No la dejan subir a la habitación fuera de las horas establecidas, una norma que siempre ha cumplido hasta hoy que ha decidido romperla; un poco, por rebeldía, y otro poco, por necesidad. Es tan consciente de su desobediencia como del posible castigo que puede recibir, aunque… ¿cómo se puede castigar a una anciana de 92 años por querer estar un rato tranquila y sola mientras ve llover? ¿La dejarán sin postre? ¿Le prohibirán ver una televisión que no le interesa? ¿La despertarán más temprano aún? ¿La llevaran antes a la cama pese a sus súplicas de ver cómo atardece?
Ha aprovechado el descuido de una de las cuidadoras que limpiaba el zumo vertido por otro anciano para abandonar la sala común. Un lugar donde siente que el tiempo no pasa porque el aburrimiento se ha instalado; porque la tristeza le ha robado las ganas de hacer nuevas amistades; porque lo normal es que de una semana para otra ya no sean los mismos que eran.
Ha salido muy despacio, casi arrasando los pies para no ser escuchada, y ha comenzado a caminar por el largo pasillo, ahora solitario, que lleva hacia las escaleras que suben a las dos plantas donde están los dormitorios. Gracias a Dios, sus piernas aguantan, aunque tendrá que agarrarse bien para no tropezar o resbalarse. Por suerte, hay una barandilla.
Va contando los escalones uno a uno como cuando era pequeña. Las escaleras blancas se han convertido en aquellas de madera de su infancia. Parece escuchar las risas de su hermano que se burla de ella porque él ha sido más rápido; la voz de su madre que suplica que tengan cuidado porque se pueden caer. Ya ha pasado la primera planta. Se para porque necesita coger aire para seguir. Quizá su corazón no esté tan fuerte como sí lo están sus recuerdos. Da miedo ese pasillo casi en penumbra donde no se escucha un alma porque todas están en la sala principal. Se agarra fuerte y comienza su cuenta atrás. El viento ha debido abrir alguna ventana porque siente una ráfaga de aire. Hace calor, pero el cielo se ha vuelto gris y amenaza con una tormenta de verano, la primera de esta estación recién llegada.
En un lateral de la puerta está escrito su nombre: María.

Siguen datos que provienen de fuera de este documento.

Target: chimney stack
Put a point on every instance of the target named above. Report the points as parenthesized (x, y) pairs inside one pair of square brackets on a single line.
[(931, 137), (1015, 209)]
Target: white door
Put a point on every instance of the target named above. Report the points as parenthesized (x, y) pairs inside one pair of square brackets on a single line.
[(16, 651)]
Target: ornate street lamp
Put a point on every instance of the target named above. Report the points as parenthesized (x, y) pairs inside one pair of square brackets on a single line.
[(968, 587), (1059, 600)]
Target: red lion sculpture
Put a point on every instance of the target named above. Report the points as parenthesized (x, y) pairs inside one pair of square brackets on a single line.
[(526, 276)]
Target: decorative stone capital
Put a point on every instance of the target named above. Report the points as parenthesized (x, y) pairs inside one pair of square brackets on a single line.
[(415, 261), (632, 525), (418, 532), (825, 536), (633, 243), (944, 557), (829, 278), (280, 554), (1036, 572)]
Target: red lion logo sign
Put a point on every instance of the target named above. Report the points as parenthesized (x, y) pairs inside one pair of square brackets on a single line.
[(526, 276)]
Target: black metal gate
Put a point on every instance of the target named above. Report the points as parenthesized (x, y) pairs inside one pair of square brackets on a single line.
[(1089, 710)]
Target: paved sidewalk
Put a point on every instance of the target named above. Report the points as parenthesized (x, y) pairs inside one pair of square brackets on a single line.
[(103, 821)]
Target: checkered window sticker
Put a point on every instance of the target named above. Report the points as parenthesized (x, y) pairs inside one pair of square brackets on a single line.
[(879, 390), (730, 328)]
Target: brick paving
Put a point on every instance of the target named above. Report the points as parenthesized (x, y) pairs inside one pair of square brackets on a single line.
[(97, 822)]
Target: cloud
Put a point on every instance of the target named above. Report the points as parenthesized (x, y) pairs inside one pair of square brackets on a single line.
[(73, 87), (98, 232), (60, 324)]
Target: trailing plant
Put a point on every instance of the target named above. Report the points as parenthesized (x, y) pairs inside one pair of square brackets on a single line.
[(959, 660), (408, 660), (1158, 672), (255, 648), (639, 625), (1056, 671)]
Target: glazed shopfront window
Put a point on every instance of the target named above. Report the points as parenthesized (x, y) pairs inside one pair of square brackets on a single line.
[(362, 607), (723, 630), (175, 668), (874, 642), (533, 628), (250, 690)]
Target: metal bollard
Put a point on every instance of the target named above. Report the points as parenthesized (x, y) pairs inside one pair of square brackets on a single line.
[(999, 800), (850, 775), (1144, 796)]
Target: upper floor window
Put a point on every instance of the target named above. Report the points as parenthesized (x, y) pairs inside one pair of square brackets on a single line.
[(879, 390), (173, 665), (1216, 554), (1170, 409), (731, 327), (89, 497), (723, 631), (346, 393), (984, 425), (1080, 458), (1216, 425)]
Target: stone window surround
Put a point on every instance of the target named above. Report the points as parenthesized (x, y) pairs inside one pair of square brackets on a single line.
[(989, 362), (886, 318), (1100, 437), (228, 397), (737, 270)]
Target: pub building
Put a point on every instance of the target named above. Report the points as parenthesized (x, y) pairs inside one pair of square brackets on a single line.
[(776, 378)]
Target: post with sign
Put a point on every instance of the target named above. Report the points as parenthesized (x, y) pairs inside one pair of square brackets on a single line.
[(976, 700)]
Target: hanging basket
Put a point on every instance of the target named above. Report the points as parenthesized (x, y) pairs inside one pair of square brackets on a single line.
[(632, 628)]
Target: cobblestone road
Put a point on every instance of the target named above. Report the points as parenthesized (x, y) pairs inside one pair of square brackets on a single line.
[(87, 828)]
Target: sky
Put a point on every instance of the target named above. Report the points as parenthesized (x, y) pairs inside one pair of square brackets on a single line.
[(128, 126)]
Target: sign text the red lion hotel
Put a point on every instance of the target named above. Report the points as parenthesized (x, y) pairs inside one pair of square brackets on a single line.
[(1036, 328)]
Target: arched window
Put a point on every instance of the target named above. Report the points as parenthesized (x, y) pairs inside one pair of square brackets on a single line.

Teme que está cerrada con llave, pero un pequeño giro demuestra que no. La cama está hecha, su camisón encima. Se acerca a la ventana y levanta la persiana. Ya ha comenzado a llover. La abre un poco y saca la cara para respirar el aire mojado. El agua golpea el cristal cada vez con más fuerza. Recuerda el miedo que de niña tenía a las tormentas. Y se va de nuevo a esa niñez. Su olor, su sabor, su temor… Y siente que nada importa.
De pronto, escucha unos pasos seguros, amenazantes, que se acercan; una puerta abierta con brusquedad; un grito… Pero no se gira. A estas alturas, ya no tiene miedo a ningún castigo.